A few years ago, most parolees weren’t considered successful until they went two years without violations, and many had to remain on parole for three years without violations, said Melinda Silva, president of the Parole Agent Association of California and a parole agent in the Sacramento area.
Even a year is too little time for ex-convicts to demonstrate that they are clean and lawful, Silva said, especially if — like Jones — they have a long drug, alcohol or criminal history.
“We do ourselves, the community and the parolees a disservice by letting them off (supervision) early,” she said…(Full text at Fresno Bee)
Paco’s sources have filled in some of the blanks for us.
The Unit Supervisor “DOP‘d” (rejected) the discharge recommendation, forwarding it to the District Administrator (DA), who concurred with the recommendation to discharge. The BPH then discharged the offender in concurrence with the US and DA, neither of whom knew the offender.
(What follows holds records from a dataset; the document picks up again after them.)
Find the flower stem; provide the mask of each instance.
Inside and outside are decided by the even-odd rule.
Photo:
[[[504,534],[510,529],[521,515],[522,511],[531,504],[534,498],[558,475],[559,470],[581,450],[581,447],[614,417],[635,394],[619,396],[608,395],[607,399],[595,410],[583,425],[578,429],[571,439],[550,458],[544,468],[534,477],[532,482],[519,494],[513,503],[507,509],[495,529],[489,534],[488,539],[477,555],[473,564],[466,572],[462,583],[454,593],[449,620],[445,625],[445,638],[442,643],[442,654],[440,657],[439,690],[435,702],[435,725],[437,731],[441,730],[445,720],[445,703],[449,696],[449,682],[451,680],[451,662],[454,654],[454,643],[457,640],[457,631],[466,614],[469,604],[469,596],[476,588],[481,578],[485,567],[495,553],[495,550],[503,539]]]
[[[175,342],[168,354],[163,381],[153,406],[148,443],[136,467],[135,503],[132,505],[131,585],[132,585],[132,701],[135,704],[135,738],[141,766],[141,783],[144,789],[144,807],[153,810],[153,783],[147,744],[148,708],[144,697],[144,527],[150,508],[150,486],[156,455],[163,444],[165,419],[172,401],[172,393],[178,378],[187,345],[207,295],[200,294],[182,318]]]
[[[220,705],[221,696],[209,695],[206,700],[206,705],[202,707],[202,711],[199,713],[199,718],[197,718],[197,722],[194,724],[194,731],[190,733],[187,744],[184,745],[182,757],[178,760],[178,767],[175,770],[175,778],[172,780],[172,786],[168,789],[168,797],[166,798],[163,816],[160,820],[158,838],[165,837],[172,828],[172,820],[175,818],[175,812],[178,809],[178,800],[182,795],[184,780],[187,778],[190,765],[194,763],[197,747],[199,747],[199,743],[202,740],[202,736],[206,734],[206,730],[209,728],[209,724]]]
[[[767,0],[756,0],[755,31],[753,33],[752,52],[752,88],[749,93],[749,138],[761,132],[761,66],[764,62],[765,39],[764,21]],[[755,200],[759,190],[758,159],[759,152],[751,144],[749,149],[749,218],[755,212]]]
On condition of anonymity, one irrefutable source reports, “The US was an annuitant who was given marching orders to discharge parolees. He knows he fucked up now, but he did what he was told. Good luck getting him to publicly admit this. The Acting DA signed off because he didn’t want to disagree with the annuitant.”
So, a greedy retiree made a bad call, doubtless fearing his services would be terminated should he fail to DOP retain actions. Then, the acting DA went along with the greedy gutless old fart because s/he didn’t want to be seen as contradicting the retiree. After all, it may have hurt his feelings.
“Only the agent can say she did what was best/prudent,” says the same insider. “The other two get to live with it. Especially the annuitant.”
Unfortunately, 2 human beings don’t get to live with it at all–Their survivors get to live with it.
In that context, Paco feels no sympathy at all for those in CDCR who must “live with it.” –
As documented in the comments thread, several readers insist Paco’s source erred in asserting the acting DA concurred with the Retiree US and DOP‘d the AOR‘s retain recommendation. They claim the acting DA is receiving undeserved heat as a result of the alleged error.
I spoke with one agent at length and given the detailed knowledge of the case he expressed, I am convinced my source was misinformed on that one matter.
Insofar as I have yet to receive a copy of the “Vote Sheet,” I relied on the word of a known source that the facts were as stated. As I now have 2 reputable individuals who insist my source is in error, it is clear I cannot stand by the contested assertion. So, let the record show the individual whom I did not name, along with several of his/her associates, insist the acting DA has been wrongly accused. Thus, absent documentation to the contrary, these individuals must be taken at their words.
I apologize, without qualification, for any discomfort it may have caused anyone. Agents are asked to stop giving this person the blues.